Their expert analysis determined that nine percent of the generated molecules were good candidates for synthesis and testing. More than half of the compounds, or 65 percent, were not new or showed only incremental changes over existing compounds. Five percent were considered impractical for synthesis.
And 21 percent of the generated molecules were invalid — including 18 percent that were not QACs and three percent that were not compounds of any category.
Improving the method
For a second experimental workflow, the researchers enhanced the process.
They curated the library of 603 QAC compounds, retaining only those showing activity against four dangerous bacterial strains: Staphylococcus aureus, Enteroccus faecalis, Escherichia coli and Psudomonas aeruginosa.
That curation yielded 421 compounds which they used to retrain the AI generative model.
The resulting 2,000 generated candidates underwent a structural validity check, automated through a computer program, to retain only chemically valid molecules. That filter reduced the pool to 800 candidates.
These 800 molecules were further filtered using a computational classifier that predicted their activity against each of the four bacterial strains. The classifier rated each molecule from one to four, depending on how many of the strains a molecule was predicted to have activity against.
This filtering process yielded 300 top-ranked compounds which the laboratory chemists focused on assessing within a four-hour time limit.

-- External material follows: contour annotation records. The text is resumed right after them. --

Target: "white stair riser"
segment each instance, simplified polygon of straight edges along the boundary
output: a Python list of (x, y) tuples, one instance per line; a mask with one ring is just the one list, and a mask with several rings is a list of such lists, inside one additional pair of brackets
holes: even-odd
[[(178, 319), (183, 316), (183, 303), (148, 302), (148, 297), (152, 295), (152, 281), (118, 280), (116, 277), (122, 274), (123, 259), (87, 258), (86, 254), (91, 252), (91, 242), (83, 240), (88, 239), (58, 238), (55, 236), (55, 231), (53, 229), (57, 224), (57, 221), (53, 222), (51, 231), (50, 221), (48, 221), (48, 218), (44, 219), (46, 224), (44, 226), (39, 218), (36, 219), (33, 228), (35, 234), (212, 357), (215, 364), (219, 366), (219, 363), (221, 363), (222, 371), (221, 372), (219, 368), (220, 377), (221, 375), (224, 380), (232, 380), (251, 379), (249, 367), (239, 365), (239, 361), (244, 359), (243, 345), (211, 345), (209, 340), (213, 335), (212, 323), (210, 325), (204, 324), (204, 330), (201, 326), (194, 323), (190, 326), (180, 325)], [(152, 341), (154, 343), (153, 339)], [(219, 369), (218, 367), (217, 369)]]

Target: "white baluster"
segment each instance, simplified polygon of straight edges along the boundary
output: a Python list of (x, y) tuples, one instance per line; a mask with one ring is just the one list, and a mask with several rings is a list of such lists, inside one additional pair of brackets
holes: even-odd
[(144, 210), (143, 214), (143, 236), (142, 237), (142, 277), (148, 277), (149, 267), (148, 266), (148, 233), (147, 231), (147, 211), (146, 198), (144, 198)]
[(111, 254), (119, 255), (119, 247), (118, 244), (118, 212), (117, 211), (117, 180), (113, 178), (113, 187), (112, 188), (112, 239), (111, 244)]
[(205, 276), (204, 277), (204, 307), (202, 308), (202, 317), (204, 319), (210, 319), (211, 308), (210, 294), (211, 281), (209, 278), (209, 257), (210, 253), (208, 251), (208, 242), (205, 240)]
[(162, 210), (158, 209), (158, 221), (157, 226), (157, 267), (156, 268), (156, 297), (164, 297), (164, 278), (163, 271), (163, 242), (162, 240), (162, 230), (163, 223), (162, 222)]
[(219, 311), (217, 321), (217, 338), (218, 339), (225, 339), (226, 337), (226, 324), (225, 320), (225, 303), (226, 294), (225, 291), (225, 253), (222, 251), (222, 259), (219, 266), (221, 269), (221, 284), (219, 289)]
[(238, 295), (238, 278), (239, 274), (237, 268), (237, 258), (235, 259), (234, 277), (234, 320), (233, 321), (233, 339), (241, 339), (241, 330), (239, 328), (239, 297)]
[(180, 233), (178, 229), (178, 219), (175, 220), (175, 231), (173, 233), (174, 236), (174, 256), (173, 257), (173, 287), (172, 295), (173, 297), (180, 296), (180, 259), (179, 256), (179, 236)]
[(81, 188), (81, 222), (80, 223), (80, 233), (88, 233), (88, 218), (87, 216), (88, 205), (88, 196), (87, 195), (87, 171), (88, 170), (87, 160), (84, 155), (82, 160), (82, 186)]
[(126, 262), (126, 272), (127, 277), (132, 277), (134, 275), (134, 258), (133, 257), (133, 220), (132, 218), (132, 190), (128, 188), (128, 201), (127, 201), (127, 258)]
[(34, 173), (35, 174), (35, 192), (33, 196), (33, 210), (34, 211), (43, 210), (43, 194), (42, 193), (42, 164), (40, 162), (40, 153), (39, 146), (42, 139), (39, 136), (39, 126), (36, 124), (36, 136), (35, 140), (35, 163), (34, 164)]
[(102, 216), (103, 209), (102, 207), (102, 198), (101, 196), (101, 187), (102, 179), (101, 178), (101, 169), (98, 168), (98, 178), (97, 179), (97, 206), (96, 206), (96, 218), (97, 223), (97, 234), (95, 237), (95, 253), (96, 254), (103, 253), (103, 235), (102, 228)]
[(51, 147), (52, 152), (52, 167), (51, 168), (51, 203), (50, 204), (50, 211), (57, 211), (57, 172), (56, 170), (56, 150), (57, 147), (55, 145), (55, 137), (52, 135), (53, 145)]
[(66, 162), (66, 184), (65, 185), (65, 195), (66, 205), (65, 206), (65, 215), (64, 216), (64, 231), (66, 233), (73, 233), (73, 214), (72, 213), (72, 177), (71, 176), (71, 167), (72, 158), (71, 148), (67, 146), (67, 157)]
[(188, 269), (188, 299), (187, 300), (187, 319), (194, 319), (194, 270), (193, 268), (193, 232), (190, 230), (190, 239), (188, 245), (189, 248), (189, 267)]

This second experimental workflow greatly improved the results. Invalid outputs decreased from 21 percent to zero while the compounds deemed worthy of synthesis increased from 9 percent to 38 percent.
Testing the results
The laboratory chemists selected 29 generated molecules from across both workflows to synthesize and then test for potency. The results yielded 11 novel QACs with experimentally validated powers to inhibit bacterial pathogens.
"One of these QACs especially stands out for having broad activity against all seven strains of bacteria that we used in the testing," Wuest says. "That's including gram-negative bacteria, which are the hardest to kill."
Gram-negative bacterial cells have two membranes, making it harder for a molecule to penetrate, he explains.
The work has already drawn interest from the private sector as a potential model to speed discovery of new and more effective disinfectants, Wuest says.
The framework also serves as a model for scientists from other disciplines for how to gather and standardize datasets for potential AI applications.
"Meanwhile, this research yielded a laundry list of lead compounds for us to study," Wuest says. "We are having undergraduates synthesize and test more of the generated compounds, which is good training for them and will likely lead to more discoveries."
First author of the paper is Shiva Gaemi, a PhD student at George Mason University. Co-authors include Emory PhD students Bo Pan, from Liang's lab; and Alice Wu and Elise Bezold, from the Wuest lab. Additional authors are: Amanda Consylman, Ashley Petersen, Gabe Chang, Alice Wu and Diana McDonough, all from Villanova University, and Mark Forman from Saint Joseph's University in Philadelphia.